In his fiscal 2017 budget proposal, Obama asked for $19 billion for cyber security across the U.S. government, an increase of $5 billion over this year
While the White House’s overall fiscal plan faces tough going in the Republican-controlled Congress, increased cyber security funding has won bipartisan support of lawmakers in the past.
The request comes as the Obama administration has struggled to address the growing risk posed by criminals and nation states in the digital world.
In Congress, Obama’s director of national intelligence, James Clapper, warned that cyber threats “could lead to widespread vulnerabilities in civilian infrastructures and U.S. government systems.”
The Obama initiative calls for a more than one-third increase from the $14 billion appropriated this year and would include $3.1 billion for technology modernization at various federal agencies.
Cyber threats are “among the most urgent dangers to America’s economic and national security,” Obama said in a Wall Street Journal op-ed published on Tuesday.
The request for a cash infusion is the latest signal that the White House intends to make cyber security a priority in the last year of Obama’s presidency.
It follows a series of high-profile hacks against the government and companies like Sony Pictures 6758.T and Target TGT.N that were largely met with legislative inaction and administrative uncertainty on how best to address evolving cyber threats.

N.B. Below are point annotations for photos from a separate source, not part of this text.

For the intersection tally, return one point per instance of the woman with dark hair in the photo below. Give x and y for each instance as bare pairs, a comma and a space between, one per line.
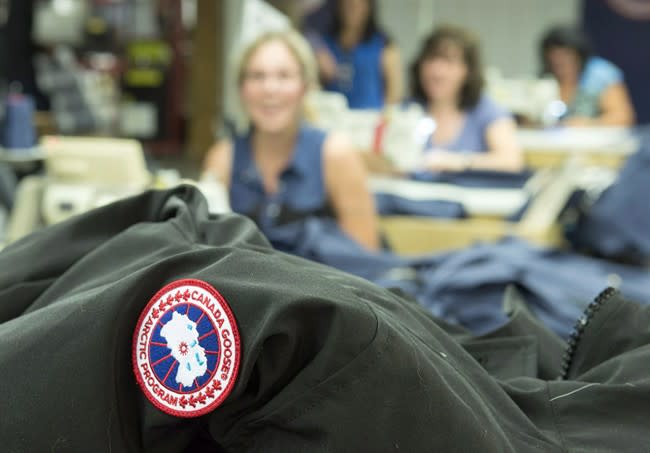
591, 87
471, 131
357, 59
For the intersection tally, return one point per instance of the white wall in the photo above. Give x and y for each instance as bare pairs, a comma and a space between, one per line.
509, 30
407, 22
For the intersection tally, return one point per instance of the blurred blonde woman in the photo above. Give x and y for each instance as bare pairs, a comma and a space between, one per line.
280, 169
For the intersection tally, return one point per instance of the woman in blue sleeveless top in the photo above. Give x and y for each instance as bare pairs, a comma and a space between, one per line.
281, 170
356, 58
591, 87
471, 131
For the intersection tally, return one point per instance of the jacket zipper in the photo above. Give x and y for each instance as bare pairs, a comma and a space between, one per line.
579, 329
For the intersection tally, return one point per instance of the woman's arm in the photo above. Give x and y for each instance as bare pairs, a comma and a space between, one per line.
503, 153
615, 106
392, 69
218, 162
347, 188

Those difficulties played out publicly last year when the Office of Personnel Management announced it had fallen victim to a hack that lifted sensitive information on roughly 22 million individuals from its databases.
The White House issued an executive order setting up a presidential commission on cyber security, which would make recommendations for strengthening defenses over the next decade. A new position of federal chief information security officer also would be established.
A government watchdog report last month concluded the government’s cyber defense system, known as Einstein, is ineffective at combating hackers.
Obama also signed another executive order creating a permanent Federal Privacy Council, which aims to connect privacy officials across the government to develop comprehensive guidelines for how personal data is collected and stored.
The president’s budget proposal also called for $62 million to expand efforts to attract and retain qualified cyber professionals working for the government.